Training proceeds via Direct Preference Optimization (DPO), where for each augmented example the model is encouraged to assign higher likelihood to the “secure” response (obeying the trusted instruction and ignoring the injected malicious instruction) than to the “insecure” response (following the injected instruction). The reference model (the original Llama 3‑Instruct checkpoint) serves as the DPO reference distribution, limiting divergence.
The authors conduct the most comprehensive evaluation to date for model‑level PI defenses. Nine utility benchmarks cover general knowledge (MMLU), reasoning (GSM‑8K), code generation (HumanEval), and multi‑step agentic workflows (AgentDojo). Seven security benchmarks assess attack success rates (ASR) on instruction‑following (SEP), tool‑calling (AgentDojo), web navigation (WASP), and other PI scenarios. Meta‑SecAlign‑70B achieves near‑zero ASR on several benchmarks (0 % on WASP, 1.9 % on AgentDojo, 6.4 % on SEP) while matching or exceeding the utility scores of leading closed‑source models. Notably, the model generalizes security to unseen downstream tasks such as tool use and web browsing, despite being trained only on generic instruction‑tuning data.

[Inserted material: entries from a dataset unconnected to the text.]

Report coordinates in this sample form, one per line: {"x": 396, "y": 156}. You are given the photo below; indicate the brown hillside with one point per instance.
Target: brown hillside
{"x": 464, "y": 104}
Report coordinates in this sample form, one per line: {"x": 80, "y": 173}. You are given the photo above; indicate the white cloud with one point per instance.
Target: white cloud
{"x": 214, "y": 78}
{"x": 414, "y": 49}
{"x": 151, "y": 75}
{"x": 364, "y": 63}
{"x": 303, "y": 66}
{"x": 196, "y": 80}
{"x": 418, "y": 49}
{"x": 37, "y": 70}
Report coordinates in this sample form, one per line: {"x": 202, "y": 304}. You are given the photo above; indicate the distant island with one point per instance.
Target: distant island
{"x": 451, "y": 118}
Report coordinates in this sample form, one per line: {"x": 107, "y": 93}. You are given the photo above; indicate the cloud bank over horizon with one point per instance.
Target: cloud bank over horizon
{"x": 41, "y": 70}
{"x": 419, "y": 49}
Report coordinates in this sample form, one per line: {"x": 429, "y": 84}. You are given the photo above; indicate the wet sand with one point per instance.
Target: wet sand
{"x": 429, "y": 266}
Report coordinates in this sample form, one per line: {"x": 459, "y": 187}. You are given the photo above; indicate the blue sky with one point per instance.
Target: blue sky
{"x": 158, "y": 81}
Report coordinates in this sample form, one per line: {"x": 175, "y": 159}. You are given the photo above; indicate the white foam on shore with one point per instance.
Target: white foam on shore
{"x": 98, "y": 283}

The paper’s contributions are threefold: (1) releasing a fully open‑source, commercially viable LLM with built‑in PI defenses; (2) demonstrating that careful recipe design can close the utility‑security gap that plagued earlier open‑source defenses; and (3) providing all code, data, and model weights for reproducibility (over 16 K downloads to date). Limitations include reliance on the Llama 3 architecture, the high computational cost of fine‑tuning large models, and the need for further evaluation against adaptive, multi‑turn attacks. Future work is suggested in extending the approach to other model families, exploring more sophisticated adversarial training regimes, and integrating SecAlign++ with system‑level defenses for a layered security architecture.
In summary, Meta SecAlign sets a new frontier for open‑source LLM security, offering a practical foundation for researchers and developers to build safe, agentic AI systems without sacrificing performance.